Where did AZT come from? Was it manufactured in a laboratory or did we find it in nature like penicillin and aspirin? The answer, as is true of so many medications: both. Through organic techniques, AZT was synthesized in a US laboratory in the 1960s (originally intended as a cancer medication). But, the ability to do so was only possible following the discovery of new compounds found in the ocean.

The link to the sea
In 1945, a young organic chemist named Werner Bergmann collected a previously undescribed sponge in the waters off of Florida, which was eventually taxonomized as a new species, Tectitethya crypta. Through experimentation, Dr. Bergmann discovered that these sponges possessed a new compound unknown to science. The molecule was similar to, but not exactly like, thymidine (again, one of the building blocks of DNA). He named this new compound spongothymidine, in reference to the known compound it resembled and testament to the creatures from which it comes.   
Less complex than humans, sea sponges lack immune systems and so evolved other compounds for survival, such as spongothymidine, to protect against invading pathogens, precisely in the way that AZT has been designed to do, following their mechanism and model.   
In fact, the discovery of nucleoside analogues like spongothymidine has led to the development of other drugs that act in the same way but protect against different diseases. Collectively, these have had a profound global health impact. Aciclovir (ACV), for example, treats herpes, chickenpox, and shingles and cytarabine (Ara-C) is a key component of cancer therapy for acute leukemias and lymphomas.  Both are included on the World Health Organisation’s List of Essential Medicines (drugs that should be available at all times because of universal need).

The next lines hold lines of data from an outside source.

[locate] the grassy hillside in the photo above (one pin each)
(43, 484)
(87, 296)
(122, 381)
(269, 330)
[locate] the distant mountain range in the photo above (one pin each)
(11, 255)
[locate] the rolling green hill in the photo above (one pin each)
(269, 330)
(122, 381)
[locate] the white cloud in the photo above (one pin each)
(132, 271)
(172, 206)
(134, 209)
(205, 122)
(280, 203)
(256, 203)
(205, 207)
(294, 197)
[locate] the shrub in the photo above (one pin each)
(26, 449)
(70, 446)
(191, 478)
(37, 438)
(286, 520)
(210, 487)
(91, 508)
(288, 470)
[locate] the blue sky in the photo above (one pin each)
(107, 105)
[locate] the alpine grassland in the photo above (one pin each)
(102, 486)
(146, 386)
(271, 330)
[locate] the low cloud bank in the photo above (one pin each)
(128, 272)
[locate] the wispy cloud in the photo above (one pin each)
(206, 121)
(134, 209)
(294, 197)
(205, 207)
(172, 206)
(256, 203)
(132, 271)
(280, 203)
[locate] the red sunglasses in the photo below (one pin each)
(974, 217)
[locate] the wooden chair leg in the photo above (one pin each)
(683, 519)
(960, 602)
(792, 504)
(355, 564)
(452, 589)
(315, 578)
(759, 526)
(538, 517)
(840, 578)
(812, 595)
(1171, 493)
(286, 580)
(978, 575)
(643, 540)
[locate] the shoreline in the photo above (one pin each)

Connecting the ocean and health for development
Recognizing this link between human health and the ocean is important because it clarifies the incalculable value our marine resources and highlights how truly fundamental the global ecosystem is to our narrative as humans. HIV and other diseases are often perceived as fundamentally “human” issues. And yet, many of these diseases have emerged through our interactions with the natural world (i.e. HIV from primates). So have the solutions (i.e. the medications we have used to fight them).
Tectitethya crypta. Timothy Henkel. Sponge Guide 
Human existence is a balance between illness and health – and unfortunately, continued environmental degradation tips this in an unfavorable direction. Air pollution hastens climate change and causes millions of respiratory-related deaths every year, deforestation increases the possibility of emerging infectious disease transmission, and overfishing and ocean acidification threaten the largest and most life sustaining natural resource on the planet.
The World Bank has long been active in the fight against HIV. And we have separately for years been working to improve the sustainability of the ocean. Considering the ocean and health together focuses attention where it is most relevant for our work: the overwhelming majority of the nearly 37 million people in the world living with HIV are in low income countries and of the more than 300 million worldwide that are dependent on sustainable ocean resources for survival, 97% are in the developing world.
We must recognize the interconnected web of natural resources and humanity and acknowledge how good environmental stewardship translates to more than maintaining beautiful national parks and marine reserves. Good environmental stewardship can also lead to better health, especially for those many people the World Bank is working to support.
At COP21, there is opportunity to improve the future prospects of both health and the ocean through meaningful international agreement. If not, climate change will continue to negatively impact the ocean and ultimately human health. We must press forward, identify solutions, and recognize this unique opportunity for shared global, environmental, and human impact.